While The Guardian admits (rather euphemistically) that “Morsi failed to make good on [his] promises”, they still choose to deplore his removal.  “[W]hich standard is more important than the one which decrees that transfers of power can only be enacted peacefully and through the ballot box?” asks The Guardian mournfully and rhetorically, decrying Morsi’s toppling.  Indeed, peaceful transfer of power is what characterises a democracy.  But under the Muslim Brotherhood regime Egypt was not a democracy – nor was it likely to become one.  President Morsi was no democrat; he was a dictator-in-the-making who (as dictators do) used democratic jargon to cover very undemocratic actions.  Dictators are not removed by “peacefully enacted transfers of power”; they are toppled by popular revolt supported by the military, just as Mubarak was.  The Guardian’s lack of intellectual honesty is made even more blatant by their characterisation of the events as purely a “military coup”.  Sure, the military were the ones that “closed the deal” – that’s what usually happens.  That’s what happened in the end also when Mubarak was toppled.  After all, ultimately someone needs to forcefully remove the dictator – and it can only be done by the military or with their support.  But Guardian dishonestly ignores the millions of Egyptians who called for Morsi’s removal.  The formal act of deposing Morsi might have ultimately been performed by the military; but to call it purely a “military coup” is to close one’s eyes and ears to the unequivocally expressed will of the Egyptian masses.
Where The Guardian finally loses any sense of ridicule is where it claims that “[t]he ousted Muslim Brotherhood […] are now fighting for constitutional democracy”.  No, they are not.  They are fighting to impose their supremacist view of the world, which should be anathema to anyone who calls him/herself progressive.

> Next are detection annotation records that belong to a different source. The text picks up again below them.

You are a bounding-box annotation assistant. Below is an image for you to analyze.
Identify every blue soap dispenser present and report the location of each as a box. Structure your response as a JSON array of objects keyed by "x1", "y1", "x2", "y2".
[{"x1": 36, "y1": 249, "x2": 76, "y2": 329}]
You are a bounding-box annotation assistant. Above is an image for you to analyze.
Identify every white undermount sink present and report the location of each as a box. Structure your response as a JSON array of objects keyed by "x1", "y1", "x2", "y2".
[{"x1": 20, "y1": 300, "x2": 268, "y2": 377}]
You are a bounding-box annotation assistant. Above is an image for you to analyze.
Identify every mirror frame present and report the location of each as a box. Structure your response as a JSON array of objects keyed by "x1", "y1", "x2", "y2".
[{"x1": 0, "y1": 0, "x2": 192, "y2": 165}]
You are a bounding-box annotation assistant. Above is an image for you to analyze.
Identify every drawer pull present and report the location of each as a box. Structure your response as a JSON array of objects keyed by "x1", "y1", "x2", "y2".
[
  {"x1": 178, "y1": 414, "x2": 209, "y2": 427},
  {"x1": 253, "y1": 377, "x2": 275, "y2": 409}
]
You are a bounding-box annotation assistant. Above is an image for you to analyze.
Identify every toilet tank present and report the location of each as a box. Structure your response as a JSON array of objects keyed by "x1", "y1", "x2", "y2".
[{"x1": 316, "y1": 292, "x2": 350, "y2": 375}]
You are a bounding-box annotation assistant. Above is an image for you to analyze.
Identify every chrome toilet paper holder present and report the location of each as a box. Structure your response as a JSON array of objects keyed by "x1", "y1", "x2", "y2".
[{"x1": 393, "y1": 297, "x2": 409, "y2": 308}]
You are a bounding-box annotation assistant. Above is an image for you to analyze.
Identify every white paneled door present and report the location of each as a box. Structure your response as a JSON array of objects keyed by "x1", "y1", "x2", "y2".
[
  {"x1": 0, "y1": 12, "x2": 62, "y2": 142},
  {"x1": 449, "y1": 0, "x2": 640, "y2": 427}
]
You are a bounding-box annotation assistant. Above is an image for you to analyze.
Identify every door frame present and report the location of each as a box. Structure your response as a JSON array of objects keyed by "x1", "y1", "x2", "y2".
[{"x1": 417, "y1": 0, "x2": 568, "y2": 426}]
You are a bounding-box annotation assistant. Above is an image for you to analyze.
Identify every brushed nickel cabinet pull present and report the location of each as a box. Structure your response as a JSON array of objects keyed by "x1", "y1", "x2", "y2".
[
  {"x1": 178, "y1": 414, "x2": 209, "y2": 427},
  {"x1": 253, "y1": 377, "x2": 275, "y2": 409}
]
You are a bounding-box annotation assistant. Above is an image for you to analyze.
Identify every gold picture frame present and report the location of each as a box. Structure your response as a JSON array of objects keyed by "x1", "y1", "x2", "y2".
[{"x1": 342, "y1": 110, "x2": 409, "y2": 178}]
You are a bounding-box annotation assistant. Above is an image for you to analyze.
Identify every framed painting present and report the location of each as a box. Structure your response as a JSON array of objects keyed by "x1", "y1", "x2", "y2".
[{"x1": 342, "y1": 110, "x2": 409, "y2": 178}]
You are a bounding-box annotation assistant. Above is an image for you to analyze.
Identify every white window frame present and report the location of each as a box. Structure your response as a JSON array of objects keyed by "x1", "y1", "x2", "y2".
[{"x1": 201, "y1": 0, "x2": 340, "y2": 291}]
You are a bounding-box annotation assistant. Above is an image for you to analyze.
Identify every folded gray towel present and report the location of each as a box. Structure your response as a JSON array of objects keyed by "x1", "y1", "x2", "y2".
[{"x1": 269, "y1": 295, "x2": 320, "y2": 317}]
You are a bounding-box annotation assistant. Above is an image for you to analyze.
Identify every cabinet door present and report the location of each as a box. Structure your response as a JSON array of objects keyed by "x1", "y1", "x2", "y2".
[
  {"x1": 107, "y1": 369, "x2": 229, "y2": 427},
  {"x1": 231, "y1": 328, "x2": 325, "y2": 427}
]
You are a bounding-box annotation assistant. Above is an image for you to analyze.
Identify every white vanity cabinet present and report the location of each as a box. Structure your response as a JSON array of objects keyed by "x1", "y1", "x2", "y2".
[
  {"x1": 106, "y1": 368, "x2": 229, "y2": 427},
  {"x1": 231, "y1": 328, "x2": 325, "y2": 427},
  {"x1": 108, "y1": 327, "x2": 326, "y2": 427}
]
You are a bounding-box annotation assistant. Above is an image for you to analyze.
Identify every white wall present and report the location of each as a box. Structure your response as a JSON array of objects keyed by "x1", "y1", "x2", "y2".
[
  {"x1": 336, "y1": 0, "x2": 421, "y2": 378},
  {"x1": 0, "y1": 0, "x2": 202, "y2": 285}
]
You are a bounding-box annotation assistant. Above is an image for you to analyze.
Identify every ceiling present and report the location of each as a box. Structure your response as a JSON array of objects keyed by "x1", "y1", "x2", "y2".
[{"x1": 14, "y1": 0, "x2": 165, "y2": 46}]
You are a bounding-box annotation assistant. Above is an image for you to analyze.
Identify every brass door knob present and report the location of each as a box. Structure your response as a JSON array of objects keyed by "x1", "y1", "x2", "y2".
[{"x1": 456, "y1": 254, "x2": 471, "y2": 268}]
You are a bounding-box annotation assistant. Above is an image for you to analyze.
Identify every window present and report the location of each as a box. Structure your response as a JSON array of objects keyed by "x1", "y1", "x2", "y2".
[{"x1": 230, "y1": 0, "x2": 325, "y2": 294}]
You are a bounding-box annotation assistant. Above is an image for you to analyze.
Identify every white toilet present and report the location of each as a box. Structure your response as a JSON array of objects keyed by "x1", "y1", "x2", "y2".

It is too early to predict where the latest events in Egypt will ultimately lead to.  But, in the case of Morsi and his regime, the judgement expressed by the Egyptian people is the right one – and that should be a source of optimism.  Perhaps the false “progressives” in the West ought to learn from the good instincts of Egyptians; those Western “progressives” might thus be reminded that while being elected bestows legitimacy, it does not bestow unconditional legitimacy.  Being elected by the majority does not confer a mandate to rule by decree, but to rule within a fair framework of checks and balances.  That is precisely what distinguishes democracy from a “tyranny of the majority”.  The Nazi party came to power in Germany as a result of free elections.  That did not make their hateful regime “legitimate”.  Unlike Guardian’s confused editors, true progressives understand that legitimacy does not arise just from the way a leader is elected, but – crucially – from the way s/he rules.